Look at it this way. If you were suddenly given 50 million dollars, would you lose the house you’re living in now? You might move out and buy a bigger house, but you wouldn’t LOSE the old house. It wouldn’t be a matter of loss. You just have new options. You can stay in the old house. You can build a new addition. You can leave it exactly the way it is now. You can move out and buy a new house. But LOSS is not a factor.

 

I’ve made this statement many times: The universe is waiting for imagination to revolutionize it down to its core.

 

To that I add the following: The universe is waiting for infinite theater to begin.

 

I started the Magic Theater for both reasons.

 

Perhaps metaphorically speaking, the universe says, “Here I am. Look at all my things. Each thing is itself.” But the universe is also saying, “Each of my things is a potential role. You can play it, you can play them all.”

 

The It-ness of any It is just the beginning of the story. Yes, we see many Its. We know we are looking at this It and that It and the other It. We have language to enforce this position. A language of nouns which are subjects and objects, a language we use to describe what happens to the nouns, the Its. We believe that’s the beginning and the end of the story. But each It can be seen and acted as a role.
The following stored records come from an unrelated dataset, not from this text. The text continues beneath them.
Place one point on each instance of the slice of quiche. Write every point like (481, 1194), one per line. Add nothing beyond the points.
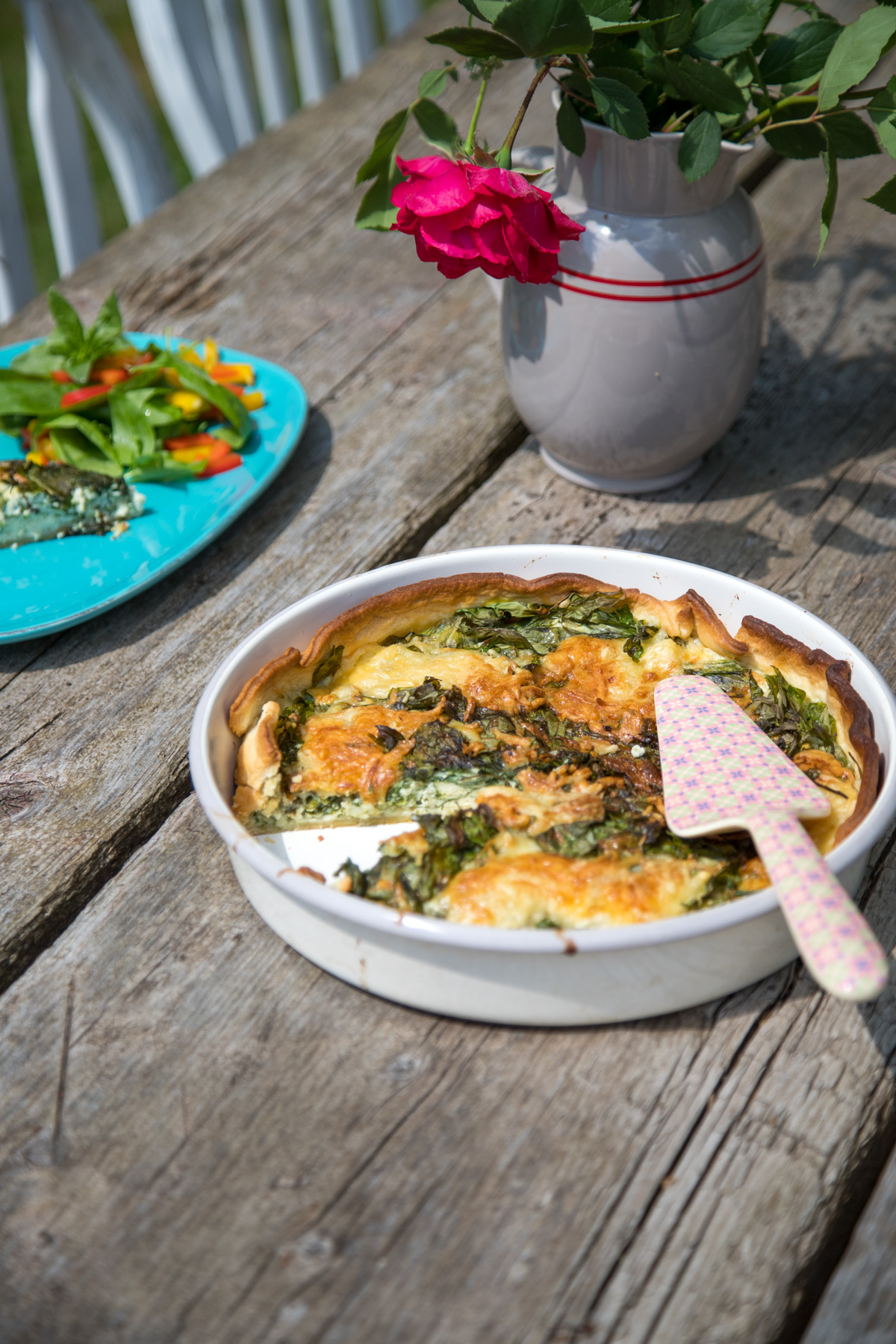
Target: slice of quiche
(514, 722)
(40, 503)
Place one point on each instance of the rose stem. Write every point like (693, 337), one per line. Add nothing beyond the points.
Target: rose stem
(470, 134)
(503, 156)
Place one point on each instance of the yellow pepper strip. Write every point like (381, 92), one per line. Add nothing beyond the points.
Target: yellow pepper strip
(191, 403)
(191, 455)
And then the dynamics expand.

 

I’m fully aware that the kind of revolution I’m proposing isn’t going to take the world by storm overnight. After all, it’s not a drug you can ingest on your couch while watching reruns of The Brady Bunch.

 

But on a large scale, the transformational effects are really scoffed at in the same way that any form of art is claimed to be irrelevant to the life of civilization—people say it’s a “separate issue.” In other words, art exists in a vacuum. Paintings exist on walls of museums. Music is played in concert halls. Novels are read in living rooms. Poems are rarely read at all. Art is embroidery for the mind.

 

All this is nonsense of the highest order. Art always bleeds into the life of a society. In the same way, the Magic Theater changes consciousness of the nature of events in the so-called real world. More and people begin to see these events as theater. As roles being played out. And when a tipping point is reached, major actors (e.g, political leaders) will have to admit they are, in fact, on stage, speaking lines, hoping to gain an advantage over rivals. Authorities of all stripes will be exposed.

 

This is what’s called being “laughed out of court.”

 

You reach a critical mass eventually, where enough people see the overlap between “real” and “theatrical,” and the old sense of the way the world works is superseded.

 

Looking at it from one angle, we have a long way to go. This doesn’t disturb me in the least, because the Magic Theater already separates the wheat from the chaff, and doing that is no small thing. And it all starts with the individual and what his participation can bring to him. It isn’t about sacrifice and self-abnegation. It’s about more power for self. That’s the only way ANY lasting revolution can be built.

 

If you have experience with theater, you know the “ensemble effect” is created from the work of the individual actors—that’s the initial launch.